11. Ember

EMBER

ZOMBIE – YUNGBLUD

I abandoned her to die.

Bickering voices wash over me, converging into a senseless wave that fails to drown out my own hate-filled chant. The pins and needles burrowing into my tight, hot skin drive the torture home.

I left Gracie behind.

Between Warner and Hyland trading information with the intelligence department and Axel talking non-stop to ease the tension screaming off the Falcon Team, the debrief room is riotous. It almost rivals the chaos ripping me apart on the inside.

If I had to explain what living with a chronic illness is like, I’d struggle to describe the sense of wrongness. Like your body isn’t your own. Organs feel alien. Limbs disobedient. The anxiety of waiting for an attack to take hold feels like balancing on a knife’s edge.

My palms sear where I’m digging my nails in to conceal the shaking, worsening by the hour. I haven’t slept more than a few hours since we got Tom back. The constant fear, exhaustion and adrenaline are taking their toll.

“He’s toying with us!” Hyland booms across the room.
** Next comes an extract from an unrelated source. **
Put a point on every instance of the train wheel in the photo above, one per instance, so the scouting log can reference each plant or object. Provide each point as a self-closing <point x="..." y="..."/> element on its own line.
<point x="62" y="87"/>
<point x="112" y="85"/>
“Gael’s intentions are irrelevant,” Warner argues.

“Dangling Gracie Livingstone in our faces is a distraction technique. Gael lost his leverage, so he found more. He wants us to look for her.”

With a wince, I rub my temples. Hyland’s deep voice is slicing into my fucking brain, and I can’t see straight as it is.

“We don’t even have a location yet.” The strain in Warner’s words tells me he’s struggling to keep his cool. “There’s no need to jump to conclusions.”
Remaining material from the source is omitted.